What about the barriers to research use? Below are the top 5. The first two mirror facilitating factors #1 and #3. The third barrier is consistent with the need to present research in ways that consumed clearly and quickly.
Source: Minorly adapted from Oliver et al. (2014)
The fourth barrier, policymaker research skills, reflects another point that came up in the panels last week, and it also points to what governments can do.
What’s the government’s role in all this?
Most of the discussion above puts the onus on researchers. But governments aren’t powerless in this process. Gungu Mibavu of Tanzania’s Ministry of Agriculture discussed how they have formed a policy analysis group to share research priorities with local researchers. Michael Kremer highlighted the value of governments hiring individuals with impact evaluation and research expertise, who can translate the evidence into policy. This role is like the “hinge” actors that Chioda et al. (2013) call for more of in the World Bank, people who can “communicate and operate well across different knowledge communities—academics, policy makers, practitioners.”
So…
If you’re a researcher, and you want your research to seriously affect policy and practice, then it’s time to start investing in long-term relationships that bring real value to governments and other practitioners, in addition to all those hot journal publications. The results can be transformative.

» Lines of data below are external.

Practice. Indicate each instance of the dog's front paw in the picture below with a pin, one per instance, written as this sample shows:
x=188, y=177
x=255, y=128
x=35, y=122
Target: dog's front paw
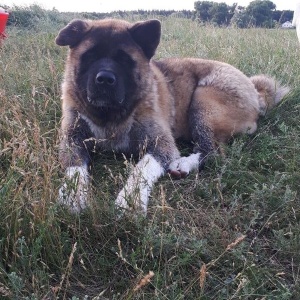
x=135, y=194
x=182, y=166
x=73, y=192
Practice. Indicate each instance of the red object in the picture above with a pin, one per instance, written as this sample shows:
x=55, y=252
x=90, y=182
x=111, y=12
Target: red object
x=3, y=20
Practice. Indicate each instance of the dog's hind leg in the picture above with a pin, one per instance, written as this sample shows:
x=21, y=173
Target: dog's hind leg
x=202, y=137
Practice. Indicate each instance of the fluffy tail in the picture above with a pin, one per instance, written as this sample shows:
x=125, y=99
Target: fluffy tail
x=270, y=92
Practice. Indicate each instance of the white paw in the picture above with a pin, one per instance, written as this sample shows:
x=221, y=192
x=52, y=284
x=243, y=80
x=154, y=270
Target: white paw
x=182, y=166
x=136, y=192
x=73, y=193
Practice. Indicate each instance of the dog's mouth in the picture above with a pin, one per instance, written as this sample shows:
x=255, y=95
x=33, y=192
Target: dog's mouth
x=105, y=102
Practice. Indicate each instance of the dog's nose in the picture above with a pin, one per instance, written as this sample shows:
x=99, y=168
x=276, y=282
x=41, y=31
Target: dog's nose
x=106, y=78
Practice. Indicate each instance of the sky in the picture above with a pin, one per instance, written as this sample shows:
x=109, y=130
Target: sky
x=112, y=5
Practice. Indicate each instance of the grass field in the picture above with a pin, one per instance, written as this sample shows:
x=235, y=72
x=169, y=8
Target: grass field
x=230, y=232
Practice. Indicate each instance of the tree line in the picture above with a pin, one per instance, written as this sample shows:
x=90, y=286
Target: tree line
x=259, y=13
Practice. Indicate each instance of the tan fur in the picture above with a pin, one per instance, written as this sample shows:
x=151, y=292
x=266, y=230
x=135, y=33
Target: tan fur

Bonus reading (i.e., mostly links to Duncan Green’s blog + commentary)
- AidData has a recent report (executive summary; report) on a survey of developing world policymakers and what reports they pay attention to. Two key findings: Studies are more likely to influence policy if they focus on a specific country (rather than a region), and prescriptive analysis tends to be more influential than descriptive analysis. Duncan Green summarizes in a blog post.
- Reed & Evely write about “How can your research have more impact? Five key principles and practical tips for effective knowledge exchange” on the LSE Impact Blog, based on their 2014 publication on knowledge exchange in environmental management. Once again: “To ensure this is useful knowledge, and has impact for those who need it, relationships must be built: two-way, long-term, trusting relationships between researchers and the people who need the new knowledge we are generating.”
- A survey of national security policymakers on what they want from international relations scholars, by Avey & Desch (2014). In that context, newspapers and classified reports were selected as the most important information sources. (Blogs fare more poorly.) Duncan Green also summarizes that one.
- Green’s do’s and don’ts on getting research into policy.
- Tseen Khoo has a nice summary of advice on The Research Whisperer.
- What is the evidence on evidence-informed policy making? A 2013 report by Newman et al. Also summarized by Green. They provide a “theory of change” diagram which captures the importance of relationships but misses the value of co-generating research questions.